On November 7, the International Day of Prayer for the Persecuted Church, Christians across North America will gather to pray for our persecuted family. This year’s countries of focus are Cuba, Afghanistan, India, and Algeria. An Algerian pastor sat down with Open Doors to discuss the way that the Gospel is changing lives in Algeria despite persecution.
Pastor Salah leads a big church in Tizi Ouzou in Algeria. It is one of the sixteen churches whose buildings were closed since the government started their campaign against the growing church in their country.
He begins by talking about gender-specific persecution. “We see that women are more vulnerable to persecution. For example, a woman cannot live on her own in our culture, they cannot have their own apartment.” A woman only leaves the house of her parents when she gets married. As a result, if a woman converts to Christianity and gets in trouble with her family, she cannot flee the home.
“There are cases where women are imprisoned in their houses. Contact with people outside is forbidden and often their cell phone is taken from them. They end up in isolation, in a terrible situation.” In these cases the church might send other Christian women to visit them in their homes if possible, to provide some encouragement.
How do those women hold on to their faith in isolation? “Often it depends on how genuine their encounter with Jesus has been. If they persevere in their faith, they will come out of this victorious.”
But it will not depend only on that. The church also plays a role in this. “Of course, that only goes for the cases we know of. When we somehow can contact the woman, we encourage her to invest in her relationship with her parents and the other family members at home. When there is a relationship of friendship and trust, this will improve the situation. Some sisters of the church will try to build a relationship with the family. Usually it takes time, but with time a solution will come.”
In cases of conversion, the families often respond more strictly because they fear the reactions of their neighbours and society. Most families are stricter in the beginning when they just discovered that their daughter has started following Jesus. Later, especially when the convert keeps the relationship good, often restrictive measures are eased.
“It also happens that a married woman will convert, and her husband is a Muslim. Husbands sometimes threaten their wives that they might lose everything, their marriage, seeing their children.” In these cases the men find the Algerian law at their side. “It depends on the husband how far they go. There are husbands who are okay with the conversion of their wives, but others really try to put pressure.” Some of these marriages end in a divorce restricting the women from seeing her children. “For this reason many married women live their faith discretely and very careful.”

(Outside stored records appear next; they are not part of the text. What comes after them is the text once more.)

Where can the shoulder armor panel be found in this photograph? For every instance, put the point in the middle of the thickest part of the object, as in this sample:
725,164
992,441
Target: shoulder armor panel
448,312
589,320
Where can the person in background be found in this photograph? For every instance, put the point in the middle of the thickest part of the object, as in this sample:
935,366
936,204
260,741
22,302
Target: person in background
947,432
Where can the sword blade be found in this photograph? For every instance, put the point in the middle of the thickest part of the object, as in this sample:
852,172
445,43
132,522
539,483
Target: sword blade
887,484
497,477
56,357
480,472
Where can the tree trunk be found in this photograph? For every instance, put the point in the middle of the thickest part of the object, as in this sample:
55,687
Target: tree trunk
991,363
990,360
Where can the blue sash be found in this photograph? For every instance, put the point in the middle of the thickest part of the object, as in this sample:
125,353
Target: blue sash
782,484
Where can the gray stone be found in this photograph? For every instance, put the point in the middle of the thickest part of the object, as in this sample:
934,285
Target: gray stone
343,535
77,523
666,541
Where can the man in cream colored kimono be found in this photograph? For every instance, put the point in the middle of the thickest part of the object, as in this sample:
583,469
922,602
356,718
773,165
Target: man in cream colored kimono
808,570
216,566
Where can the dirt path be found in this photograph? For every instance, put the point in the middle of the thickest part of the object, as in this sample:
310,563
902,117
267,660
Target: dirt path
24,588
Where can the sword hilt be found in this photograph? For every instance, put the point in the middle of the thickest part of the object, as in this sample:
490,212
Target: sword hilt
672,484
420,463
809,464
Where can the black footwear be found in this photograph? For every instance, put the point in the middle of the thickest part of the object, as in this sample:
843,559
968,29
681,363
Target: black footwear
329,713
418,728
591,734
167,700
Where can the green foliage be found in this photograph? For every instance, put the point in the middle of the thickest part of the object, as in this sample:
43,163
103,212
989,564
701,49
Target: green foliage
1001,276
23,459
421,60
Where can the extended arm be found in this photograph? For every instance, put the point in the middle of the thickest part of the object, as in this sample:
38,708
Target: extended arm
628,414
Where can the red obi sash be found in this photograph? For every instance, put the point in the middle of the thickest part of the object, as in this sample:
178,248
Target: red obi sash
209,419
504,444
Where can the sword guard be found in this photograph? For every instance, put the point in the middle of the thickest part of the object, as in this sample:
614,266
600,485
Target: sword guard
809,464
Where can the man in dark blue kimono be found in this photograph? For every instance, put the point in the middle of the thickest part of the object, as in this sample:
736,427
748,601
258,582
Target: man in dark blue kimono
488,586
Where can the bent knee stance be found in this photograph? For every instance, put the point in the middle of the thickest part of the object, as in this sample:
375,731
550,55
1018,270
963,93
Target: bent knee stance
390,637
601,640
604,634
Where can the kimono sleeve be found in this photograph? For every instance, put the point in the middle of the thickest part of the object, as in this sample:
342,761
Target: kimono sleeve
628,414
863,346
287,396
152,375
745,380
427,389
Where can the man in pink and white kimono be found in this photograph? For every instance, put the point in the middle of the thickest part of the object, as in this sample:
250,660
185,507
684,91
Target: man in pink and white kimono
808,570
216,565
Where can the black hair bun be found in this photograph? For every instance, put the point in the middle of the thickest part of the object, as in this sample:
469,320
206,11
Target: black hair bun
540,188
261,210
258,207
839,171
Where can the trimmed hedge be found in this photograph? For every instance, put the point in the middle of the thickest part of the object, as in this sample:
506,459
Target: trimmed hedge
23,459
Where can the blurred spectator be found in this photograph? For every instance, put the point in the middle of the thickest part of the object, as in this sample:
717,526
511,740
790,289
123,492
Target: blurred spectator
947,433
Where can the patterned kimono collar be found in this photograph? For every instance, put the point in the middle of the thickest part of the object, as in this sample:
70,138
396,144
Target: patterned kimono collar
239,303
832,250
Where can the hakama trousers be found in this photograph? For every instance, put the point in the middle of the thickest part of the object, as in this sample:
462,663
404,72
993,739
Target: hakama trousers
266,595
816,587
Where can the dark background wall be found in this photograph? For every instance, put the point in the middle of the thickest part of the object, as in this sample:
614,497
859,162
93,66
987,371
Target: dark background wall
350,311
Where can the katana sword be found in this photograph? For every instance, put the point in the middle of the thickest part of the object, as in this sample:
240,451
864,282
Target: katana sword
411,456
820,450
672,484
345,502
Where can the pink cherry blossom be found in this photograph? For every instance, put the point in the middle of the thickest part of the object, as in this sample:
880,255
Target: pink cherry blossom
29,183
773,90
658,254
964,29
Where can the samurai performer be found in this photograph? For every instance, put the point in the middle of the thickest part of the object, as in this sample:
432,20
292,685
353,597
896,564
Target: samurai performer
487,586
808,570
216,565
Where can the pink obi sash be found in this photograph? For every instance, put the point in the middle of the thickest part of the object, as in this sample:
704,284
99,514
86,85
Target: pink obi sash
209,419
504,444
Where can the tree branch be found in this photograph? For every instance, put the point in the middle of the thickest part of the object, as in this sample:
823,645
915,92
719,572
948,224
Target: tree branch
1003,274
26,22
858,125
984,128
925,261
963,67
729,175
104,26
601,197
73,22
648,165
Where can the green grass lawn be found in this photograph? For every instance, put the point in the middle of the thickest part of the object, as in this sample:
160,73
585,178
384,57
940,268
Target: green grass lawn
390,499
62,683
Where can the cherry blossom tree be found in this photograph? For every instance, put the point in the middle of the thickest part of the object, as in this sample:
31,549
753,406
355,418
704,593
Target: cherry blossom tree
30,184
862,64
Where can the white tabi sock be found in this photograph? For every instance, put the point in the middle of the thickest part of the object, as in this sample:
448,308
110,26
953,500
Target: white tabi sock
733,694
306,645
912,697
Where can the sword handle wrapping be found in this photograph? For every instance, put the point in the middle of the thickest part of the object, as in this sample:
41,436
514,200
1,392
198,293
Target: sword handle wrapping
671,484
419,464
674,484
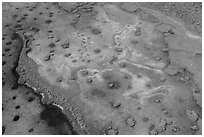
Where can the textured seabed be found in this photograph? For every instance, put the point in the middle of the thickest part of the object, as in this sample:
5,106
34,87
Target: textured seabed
101,68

In addition to gendered persecution, the church in Algeria has been struggling with closures – including Salah’s church. Since 2018, sixteen churches in Algeria got the order to close and were closed and sealed by the authorities. Others have received the same notice, but aren’t sealed yet by the authorities. “The church closures have led to a difficult situation. Many Christians have questions. ‘We say God is Almighty, why isn’t he capable to solve this situation?’ some say.”
It’s a legitimate question. “My answer is that the Lord in His Word foresaid that the church will be persecuted. When you look at the first church, right after the miracles and all the spectacular things that happened persecution came. At that time it wasn’t a judgement on the church. I try to make clear to the church that sooner or later there will be persecution for Christians. The gospel is full of that message.”
“We encourage the people of those closed churches to visit other churches in the region, it is important for Christians to have fellowship. But we also went online. Our Saturday church service can be seen life via the internet, the Tuesday services aren’t live, but are a recording. We have about 12.000 to 14.000 views per church service. We still see new people joining the church and coming to Christ, but the growth has slowed down.”
Is Salah worried about the church? “No, I am not. The church is God’s work, I am fully aware of that. Yes, people can step away from the church, but God does not. The situation with the church closures and the lockdown because of COVID-19 have pushed us to develop a new strategy, for example going online. So actually the situation has helped the church to develop.”
Salah is optimistic. “It is impossible for the government to continue like this. One day they will let go of the measures. But we as church will need the wisdom of God to know how to continue under the current circumstances.”
On November 7, join together with churches across Canada in praying for Algeria.
Pray that the churches will be given strength and perseverance in the midst of crackdown and building closures. Pray for women and girls who suffer from gendered persecution and are vulnerable when they convert to Christianity.